Key messages: You can’t treat everything so focus on what will hurt you the most or provide you with the largest opportunity.
Following on from my premise that the first pass analysis is without controls then there is a clear need, once you have applied your risk appetite, based on the level of risk that an organisation is prepared to accept, to undertake the evaluation step. Often I group the risk appetite decision with the need to prioritise the threat and opportunity events.
Referring back to my previous article where I came up with 1,422 initial risks and then after applying the risk appetite came up with 422 that needed a further look. If this number of events was still unacceptable then the real value of the evaluation step kicks in. Resources are often scarce so before considering any treatments and knowing that hey 400 risks is simply still too many then using some tools to assist to establish a prioritise list of events is the way forward.
Courtesy of Getty Images
I use a number of tools to work out which are the highest priority and therefore worthy of looking at first when it comes to controls and further treatments if necessary. Option one look at the highest overall risk rating (the combination of likelihood and consequence). This may still leave you with groups of events that have the same overall rating level.

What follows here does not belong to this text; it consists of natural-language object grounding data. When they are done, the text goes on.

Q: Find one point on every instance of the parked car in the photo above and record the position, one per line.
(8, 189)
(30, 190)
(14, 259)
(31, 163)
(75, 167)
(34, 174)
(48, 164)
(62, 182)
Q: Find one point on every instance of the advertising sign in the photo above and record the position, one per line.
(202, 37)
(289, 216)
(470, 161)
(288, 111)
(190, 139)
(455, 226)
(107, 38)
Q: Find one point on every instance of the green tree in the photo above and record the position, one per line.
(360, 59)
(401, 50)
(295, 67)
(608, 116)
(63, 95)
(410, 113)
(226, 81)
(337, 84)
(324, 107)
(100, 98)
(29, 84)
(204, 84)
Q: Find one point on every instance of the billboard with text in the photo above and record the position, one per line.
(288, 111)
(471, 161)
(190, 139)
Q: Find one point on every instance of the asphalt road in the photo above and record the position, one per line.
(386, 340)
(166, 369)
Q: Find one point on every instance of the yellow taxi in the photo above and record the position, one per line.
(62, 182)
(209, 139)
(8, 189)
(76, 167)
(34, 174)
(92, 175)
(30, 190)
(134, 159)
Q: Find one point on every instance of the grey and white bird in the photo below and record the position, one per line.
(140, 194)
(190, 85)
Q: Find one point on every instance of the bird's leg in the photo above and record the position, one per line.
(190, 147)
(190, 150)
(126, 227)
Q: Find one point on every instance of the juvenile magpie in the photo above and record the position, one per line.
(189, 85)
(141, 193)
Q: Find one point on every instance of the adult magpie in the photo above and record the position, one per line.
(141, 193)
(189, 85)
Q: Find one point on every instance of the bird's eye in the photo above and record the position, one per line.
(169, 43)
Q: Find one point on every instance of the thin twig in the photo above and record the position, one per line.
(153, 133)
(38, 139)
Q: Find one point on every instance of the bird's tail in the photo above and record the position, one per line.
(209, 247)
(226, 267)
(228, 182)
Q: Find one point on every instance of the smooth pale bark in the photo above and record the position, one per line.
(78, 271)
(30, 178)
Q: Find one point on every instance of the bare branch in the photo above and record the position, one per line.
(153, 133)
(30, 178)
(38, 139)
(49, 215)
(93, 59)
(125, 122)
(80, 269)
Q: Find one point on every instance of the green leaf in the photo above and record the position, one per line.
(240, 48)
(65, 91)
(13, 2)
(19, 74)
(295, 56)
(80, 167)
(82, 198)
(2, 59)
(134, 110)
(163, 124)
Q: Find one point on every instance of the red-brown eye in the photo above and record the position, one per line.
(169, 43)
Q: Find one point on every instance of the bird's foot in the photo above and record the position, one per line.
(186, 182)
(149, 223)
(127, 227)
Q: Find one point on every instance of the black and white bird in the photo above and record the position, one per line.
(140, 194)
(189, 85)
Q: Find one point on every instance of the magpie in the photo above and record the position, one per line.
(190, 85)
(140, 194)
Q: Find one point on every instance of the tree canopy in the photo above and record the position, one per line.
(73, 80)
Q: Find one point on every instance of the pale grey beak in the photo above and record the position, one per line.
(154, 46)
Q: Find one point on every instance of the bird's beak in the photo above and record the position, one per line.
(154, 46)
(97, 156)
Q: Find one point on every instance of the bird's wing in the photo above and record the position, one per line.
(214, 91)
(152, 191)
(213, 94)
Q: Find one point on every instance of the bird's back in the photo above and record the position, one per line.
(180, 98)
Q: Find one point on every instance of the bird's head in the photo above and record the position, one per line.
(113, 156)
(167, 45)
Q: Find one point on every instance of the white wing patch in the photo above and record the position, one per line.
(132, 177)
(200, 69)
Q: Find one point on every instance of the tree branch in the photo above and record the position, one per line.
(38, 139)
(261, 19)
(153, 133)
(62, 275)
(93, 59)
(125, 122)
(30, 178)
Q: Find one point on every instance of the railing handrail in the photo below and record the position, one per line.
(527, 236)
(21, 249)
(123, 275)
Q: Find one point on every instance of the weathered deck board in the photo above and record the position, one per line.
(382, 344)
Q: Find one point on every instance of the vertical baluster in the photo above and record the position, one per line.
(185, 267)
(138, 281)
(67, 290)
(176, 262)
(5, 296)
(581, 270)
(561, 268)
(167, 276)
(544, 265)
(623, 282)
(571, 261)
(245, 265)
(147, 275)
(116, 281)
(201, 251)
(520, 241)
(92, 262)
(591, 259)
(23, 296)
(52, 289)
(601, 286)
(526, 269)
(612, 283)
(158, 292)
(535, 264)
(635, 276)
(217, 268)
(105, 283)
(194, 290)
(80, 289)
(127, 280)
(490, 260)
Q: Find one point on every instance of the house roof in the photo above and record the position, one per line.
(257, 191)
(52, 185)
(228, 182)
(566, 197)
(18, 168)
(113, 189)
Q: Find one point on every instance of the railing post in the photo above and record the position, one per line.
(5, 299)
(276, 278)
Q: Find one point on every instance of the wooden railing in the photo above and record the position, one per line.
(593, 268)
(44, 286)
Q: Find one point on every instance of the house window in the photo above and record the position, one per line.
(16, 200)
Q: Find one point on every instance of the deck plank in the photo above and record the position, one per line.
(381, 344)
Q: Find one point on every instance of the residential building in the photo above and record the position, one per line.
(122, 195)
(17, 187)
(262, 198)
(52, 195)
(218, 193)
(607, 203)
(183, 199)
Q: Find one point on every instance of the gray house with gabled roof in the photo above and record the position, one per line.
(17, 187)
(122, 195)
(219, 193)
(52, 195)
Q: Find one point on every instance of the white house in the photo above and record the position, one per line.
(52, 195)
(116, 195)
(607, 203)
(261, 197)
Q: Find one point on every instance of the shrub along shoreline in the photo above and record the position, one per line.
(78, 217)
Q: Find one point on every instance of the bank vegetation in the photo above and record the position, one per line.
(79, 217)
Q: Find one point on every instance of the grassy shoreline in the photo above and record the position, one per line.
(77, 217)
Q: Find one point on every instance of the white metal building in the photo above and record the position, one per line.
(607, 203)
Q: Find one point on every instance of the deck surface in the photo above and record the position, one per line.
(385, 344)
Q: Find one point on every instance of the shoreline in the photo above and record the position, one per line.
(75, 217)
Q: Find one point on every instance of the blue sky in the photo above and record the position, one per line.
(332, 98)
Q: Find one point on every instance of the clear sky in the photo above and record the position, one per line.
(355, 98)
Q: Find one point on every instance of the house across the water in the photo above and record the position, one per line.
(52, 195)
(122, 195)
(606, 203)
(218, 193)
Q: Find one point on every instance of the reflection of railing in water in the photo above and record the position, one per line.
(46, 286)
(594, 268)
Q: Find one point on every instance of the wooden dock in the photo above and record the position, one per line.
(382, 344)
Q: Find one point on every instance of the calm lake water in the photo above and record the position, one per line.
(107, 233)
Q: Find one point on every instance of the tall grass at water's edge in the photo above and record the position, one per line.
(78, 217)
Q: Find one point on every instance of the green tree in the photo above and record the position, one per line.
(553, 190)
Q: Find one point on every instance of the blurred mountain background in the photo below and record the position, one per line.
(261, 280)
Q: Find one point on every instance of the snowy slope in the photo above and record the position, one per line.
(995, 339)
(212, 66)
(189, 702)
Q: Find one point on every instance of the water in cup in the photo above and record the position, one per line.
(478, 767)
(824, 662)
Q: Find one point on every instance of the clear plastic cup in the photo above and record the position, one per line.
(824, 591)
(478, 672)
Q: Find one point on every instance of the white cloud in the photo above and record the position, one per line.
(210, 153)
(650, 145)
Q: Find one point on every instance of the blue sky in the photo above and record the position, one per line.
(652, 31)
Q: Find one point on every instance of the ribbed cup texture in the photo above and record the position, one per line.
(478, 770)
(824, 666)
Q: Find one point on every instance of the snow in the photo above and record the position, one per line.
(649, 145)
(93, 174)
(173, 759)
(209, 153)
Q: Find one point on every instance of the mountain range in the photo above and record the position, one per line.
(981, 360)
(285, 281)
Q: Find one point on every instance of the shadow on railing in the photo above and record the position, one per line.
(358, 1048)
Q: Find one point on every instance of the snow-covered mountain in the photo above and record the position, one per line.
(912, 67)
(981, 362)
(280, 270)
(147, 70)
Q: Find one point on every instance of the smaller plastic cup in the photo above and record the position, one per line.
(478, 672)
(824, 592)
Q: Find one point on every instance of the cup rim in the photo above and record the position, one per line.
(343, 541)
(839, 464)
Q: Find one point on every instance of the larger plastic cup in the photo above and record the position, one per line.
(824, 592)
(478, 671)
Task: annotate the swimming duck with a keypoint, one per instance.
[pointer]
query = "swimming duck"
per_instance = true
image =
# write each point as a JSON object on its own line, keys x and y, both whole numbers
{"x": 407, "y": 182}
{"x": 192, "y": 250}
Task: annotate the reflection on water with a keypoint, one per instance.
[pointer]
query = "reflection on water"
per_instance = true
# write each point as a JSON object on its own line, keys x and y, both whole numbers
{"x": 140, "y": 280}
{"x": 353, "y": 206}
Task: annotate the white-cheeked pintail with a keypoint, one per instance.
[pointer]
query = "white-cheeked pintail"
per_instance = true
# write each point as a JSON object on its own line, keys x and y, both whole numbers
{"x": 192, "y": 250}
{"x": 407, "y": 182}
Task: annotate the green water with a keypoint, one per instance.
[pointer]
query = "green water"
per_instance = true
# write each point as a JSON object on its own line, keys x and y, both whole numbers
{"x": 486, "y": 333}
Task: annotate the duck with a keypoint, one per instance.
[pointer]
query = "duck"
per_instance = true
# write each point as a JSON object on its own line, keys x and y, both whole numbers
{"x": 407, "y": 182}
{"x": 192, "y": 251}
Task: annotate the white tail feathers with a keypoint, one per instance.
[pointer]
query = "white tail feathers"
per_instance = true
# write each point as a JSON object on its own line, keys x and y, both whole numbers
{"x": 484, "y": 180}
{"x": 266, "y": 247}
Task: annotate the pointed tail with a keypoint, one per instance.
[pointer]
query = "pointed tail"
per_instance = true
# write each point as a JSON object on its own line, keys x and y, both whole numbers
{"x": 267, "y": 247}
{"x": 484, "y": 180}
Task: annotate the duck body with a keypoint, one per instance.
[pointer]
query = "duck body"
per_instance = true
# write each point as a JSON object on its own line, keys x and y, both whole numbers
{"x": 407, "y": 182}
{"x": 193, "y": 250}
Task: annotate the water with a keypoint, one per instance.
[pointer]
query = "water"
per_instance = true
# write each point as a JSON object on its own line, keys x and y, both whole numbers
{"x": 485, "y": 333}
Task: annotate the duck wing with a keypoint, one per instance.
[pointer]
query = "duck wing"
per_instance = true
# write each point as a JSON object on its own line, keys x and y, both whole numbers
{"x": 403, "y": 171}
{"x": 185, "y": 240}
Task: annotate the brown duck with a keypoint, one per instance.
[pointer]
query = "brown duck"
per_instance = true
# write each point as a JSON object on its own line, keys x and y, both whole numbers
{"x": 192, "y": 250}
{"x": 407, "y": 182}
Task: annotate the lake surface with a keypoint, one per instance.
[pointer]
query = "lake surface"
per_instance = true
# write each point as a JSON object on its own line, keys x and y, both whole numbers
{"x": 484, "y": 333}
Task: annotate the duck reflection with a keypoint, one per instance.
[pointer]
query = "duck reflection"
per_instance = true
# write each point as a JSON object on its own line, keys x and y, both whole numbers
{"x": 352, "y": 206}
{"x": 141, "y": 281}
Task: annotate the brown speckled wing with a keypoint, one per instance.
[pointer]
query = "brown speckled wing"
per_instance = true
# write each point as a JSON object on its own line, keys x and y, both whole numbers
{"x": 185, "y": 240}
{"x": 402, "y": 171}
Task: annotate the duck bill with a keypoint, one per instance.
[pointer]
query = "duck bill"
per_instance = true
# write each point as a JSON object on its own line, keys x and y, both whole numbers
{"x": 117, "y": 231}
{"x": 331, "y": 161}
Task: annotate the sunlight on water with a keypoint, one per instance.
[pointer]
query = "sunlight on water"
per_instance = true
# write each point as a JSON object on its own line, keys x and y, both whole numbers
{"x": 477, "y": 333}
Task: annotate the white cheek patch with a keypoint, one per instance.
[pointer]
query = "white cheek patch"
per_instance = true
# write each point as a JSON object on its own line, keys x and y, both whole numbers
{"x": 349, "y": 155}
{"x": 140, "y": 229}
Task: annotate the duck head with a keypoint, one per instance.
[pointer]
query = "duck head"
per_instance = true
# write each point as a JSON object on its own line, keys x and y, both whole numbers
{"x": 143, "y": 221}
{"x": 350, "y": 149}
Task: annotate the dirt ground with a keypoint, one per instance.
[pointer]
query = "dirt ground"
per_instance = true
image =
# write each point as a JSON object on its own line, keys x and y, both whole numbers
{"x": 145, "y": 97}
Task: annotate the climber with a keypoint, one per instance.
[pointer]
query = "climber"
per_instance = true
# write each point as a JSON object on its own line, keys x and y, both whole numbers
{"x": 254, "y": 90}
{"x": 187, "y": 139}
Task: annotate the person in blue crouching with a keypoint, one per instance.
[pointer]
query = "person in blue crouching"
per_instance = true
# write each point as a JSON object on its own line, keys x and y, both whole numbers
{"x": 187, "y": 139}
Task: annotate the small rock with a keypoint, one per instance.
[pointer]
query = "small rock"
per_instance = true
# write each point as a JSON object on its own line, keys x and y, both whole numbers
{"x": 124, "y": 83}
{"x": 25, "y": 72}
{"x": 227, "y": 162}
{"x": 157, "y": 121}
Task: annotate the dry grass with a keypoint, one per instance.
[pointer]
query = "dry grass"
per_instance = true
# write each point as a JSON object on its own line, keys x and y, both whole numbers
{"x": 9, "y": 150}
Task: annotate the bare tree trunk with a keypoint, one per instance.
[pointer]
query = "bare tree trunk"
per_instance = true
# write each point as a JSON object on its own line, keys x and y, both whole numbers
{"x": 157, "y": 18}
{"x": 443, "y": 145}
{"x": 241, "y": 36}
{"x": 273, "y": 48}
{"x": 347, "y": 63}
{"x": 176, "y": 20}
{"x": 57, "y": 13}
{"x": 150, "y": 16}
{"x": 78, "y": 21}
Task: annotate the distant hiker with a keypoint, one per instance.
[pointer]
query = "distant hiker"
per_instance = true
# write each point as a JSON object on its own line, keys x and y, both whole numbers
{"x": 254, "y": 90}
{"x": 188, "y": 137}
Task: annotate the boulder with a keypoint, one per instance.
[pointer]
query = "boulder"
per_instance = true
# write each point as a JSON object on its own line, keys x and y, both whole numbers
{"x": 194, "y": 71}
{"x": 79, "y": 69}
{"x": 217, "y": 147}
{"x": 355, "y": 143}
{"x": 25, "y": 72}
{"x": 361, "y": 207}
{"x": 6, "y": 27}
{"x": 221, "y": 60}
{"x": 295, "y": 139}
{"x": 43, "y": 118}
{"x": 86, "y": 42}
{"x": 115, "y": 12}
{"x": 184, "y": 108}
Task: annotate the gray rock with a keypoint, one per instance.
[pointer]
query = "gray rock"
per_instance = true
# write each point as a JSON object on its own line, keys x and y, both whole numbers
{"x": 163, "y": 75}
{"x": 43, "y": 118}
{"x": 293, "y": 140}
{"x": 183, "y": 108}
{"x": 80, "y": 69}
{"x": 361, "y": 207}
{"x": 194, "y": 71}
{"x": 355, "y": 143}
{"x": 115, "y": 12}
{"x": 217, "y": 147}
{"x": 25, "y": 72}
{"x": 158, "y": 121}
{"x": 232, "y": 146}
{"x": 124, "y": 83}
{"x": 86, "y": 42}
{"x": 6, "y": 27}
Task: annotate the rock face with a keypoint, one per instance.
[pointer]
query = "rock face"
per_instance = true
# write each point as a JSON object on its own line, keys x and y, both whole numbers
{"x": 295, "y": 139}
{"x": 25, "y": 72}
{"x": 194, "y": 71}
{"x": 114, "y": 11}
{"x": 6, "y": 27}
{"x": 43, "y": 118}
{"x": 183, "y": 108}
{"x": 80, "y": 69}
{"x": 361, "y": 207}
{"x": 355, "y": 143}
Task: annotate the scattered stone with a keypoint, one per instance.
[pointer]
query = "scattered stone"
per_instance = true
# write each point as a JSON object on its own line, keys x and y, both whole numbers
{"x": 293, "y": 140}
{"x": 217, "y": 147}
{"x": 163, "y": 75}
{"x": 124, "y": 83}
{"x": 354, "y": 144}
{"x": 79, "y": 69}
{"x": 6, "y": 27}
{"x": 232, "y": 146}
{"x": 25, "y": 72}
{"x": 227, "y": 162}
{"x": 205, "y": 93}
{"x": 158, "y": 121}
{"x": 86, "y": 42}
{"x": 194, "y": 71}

Option two is to look at the likelihood of each event and select the one that has the highest and then work your way down. Option three is to look at the events that have the highest consequence and work your way down.
Option four is to understand that some risk events may actually occur before others so applying a first in may be of benefit. What is worthy of note is that in this option it may well be that a lower overall level of risk event is considered a higher priority because it will happen sooner than a higher overall rated event. Option five is the catch all where you may use one or more of the previous four options to actually make your decision.
In my opinion there is no right or wrong option or approach.
The key is that there needs to be a human intervention in the risk management process at this point. There is considerable danger in simply allowing the highest level overall level of risk be the number 1 risk for the organisation pre-treatment.
Having now a clear list of prioritised events (threats and opportunities) you can once again re-visit the organisation’s risk appetite to decide how many of the events need further investigation and possible treatment.